During late pregnancy a ewe’s immune system becomes weakened, therefore the worm burden that is
usually kept subdued can flourish and an increased number of worm eggs can be released onto the
pasture. This is referred to as ‘peri-parturient rise’ or spring rise. This increased contamination can
threaten the lambs grazed on this pasture throughout the season. Multiple factors can affect when
the spring rise will occur, including; lambing date, age of ewes, litter size, nutrition, and condition. Nutrition
in the lead up to lambing can be particularly important as protein is essential for the immune
system. Faecal egg counts (FECs) are the best way to identify when the spring rise will occur.
The majority of a farm’s worm population are found inside the ewes at lambing time, this means that worming at this point is at risk of selecting for resistance. As only resistant worms will survive, only resistant worm eggs will contaminate the pasture.
To avoid selecting for resistance:
- Do not treat all your ewes.
- Select if possible 10% of each group to leave untreated, these ewes should be under the least pressure i.e. older ewes and have a good body condition score.

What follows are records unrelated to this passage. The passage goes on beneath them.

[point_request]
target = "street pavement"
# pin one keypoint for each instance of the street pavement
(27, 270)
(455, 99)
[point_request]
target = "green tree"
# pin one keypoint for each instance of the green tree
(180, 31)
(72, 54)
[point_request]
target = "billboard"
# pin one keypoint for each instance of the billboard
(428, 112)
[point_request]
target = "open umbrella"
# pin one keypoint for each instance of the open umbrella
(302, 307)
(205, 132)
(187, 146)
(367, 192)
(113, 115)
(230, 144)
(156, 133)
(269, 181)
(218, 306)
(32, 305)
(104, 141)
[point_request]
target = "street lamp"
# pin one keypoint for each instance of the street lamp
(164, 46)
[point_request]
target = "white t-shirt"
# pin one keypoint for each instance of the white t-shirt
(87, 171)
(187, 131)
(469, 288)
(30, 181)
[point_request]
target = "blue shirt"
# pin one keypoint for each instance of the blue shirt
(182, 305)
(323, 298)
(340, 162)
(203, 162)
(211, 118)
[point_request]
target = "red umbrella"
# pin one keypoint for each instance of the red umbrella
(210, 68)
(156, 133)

- Do not use the same anthelmintic group year on year
- Avoid using long acting wormers (Moxidectin) if turning to low risk fields and late in the spring rise (e.g. post lambing / turnout)
- Timing— use FEC to help determine when or if needed.
When to use your FECPAKG2 system?
- Start testing either at housing or 3/4 weeks pre lambing (e.g. with clostridial vaccination)
- If FEC count is low, test again at lambing (FECs can increase even if they housed). Decide if turnout dose needed.
- Test all groups/mobs separately; ewes with multiples / thinner / younger ewes are at more risk of an increased worm burden.
- The ewe’s full immunity to worms should return 8 to 10 weeks post lambing. Continue to monitor your ewes up to this point and treat if necessary. Don’t forget to start FECs for your lambs!
- Avoid treating more than once during the spring rise if possible.
- Getting the timing right is more difficult for outdoor lambing flocks.
- Some clients have found only about 40% of ewes needed worming at all and the timing has changed significantly!
Regular FECs helps to control worms!!